Depends on whether said funds have already been taxed overseas. If you operated a business, sold goods in Europe, and dutifully paid taxes on said goods to European governments, would you want to have the U.S. government double-dip and levy even more taxes on what you earned overseas? Or would you leave the already-taxed money overseas and use it to continue funding your overseas operations?
If you sell a product in Germany and pay taxes to the German government, are you evading taxes because you don’t want the U.S. government to double-dip and also charge taxes?
The late Steve Jobs floated the idea of a ‘tax holiday’ so Apple could repatriate funds at a lower tax rate. Apple’s willing to get double-dinged by the U.S. government to some extent – I believe the current rates on getting double-dinged are seen as rather steep given that they’ve already paid taxes to overseas governments.
But they have paid taxes overseas on the profit generated overseas. Granted, in many cases the tax rates are more favorable overseas.
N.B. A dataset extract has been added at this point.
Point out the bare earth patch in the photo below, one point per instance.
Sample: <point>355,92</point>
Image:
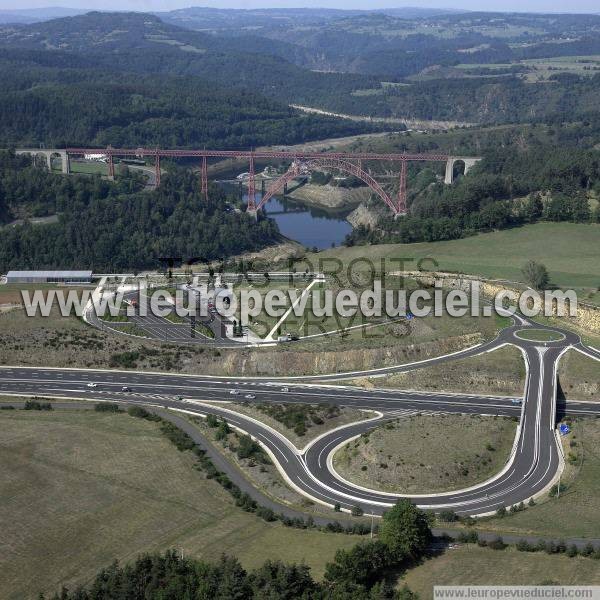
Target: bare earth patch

But I can understand these companies for not wanting to pay taxes in Europe and in the States on the same money.
And Apple has stated its willingness to repatriate at a lowered tax rate, should a ‘tax holiday’ be provided – they’re willing to get double-dinged to some extent, just not get double-dinged badly.
I wonder if a compromise could be struck. Many companies, Apple included, have asked for a tax holiday so they can repatriate some of the funds at a lower tax rate. (So they’re willing to pay some taxes to repatriate – they’re not asking for zero taxes.)
In many cases, the funds sitting overseas have already been taxed in the countries where they were generated. These companies don’t want to get double-dinged – or at least, not get double-dinged badly.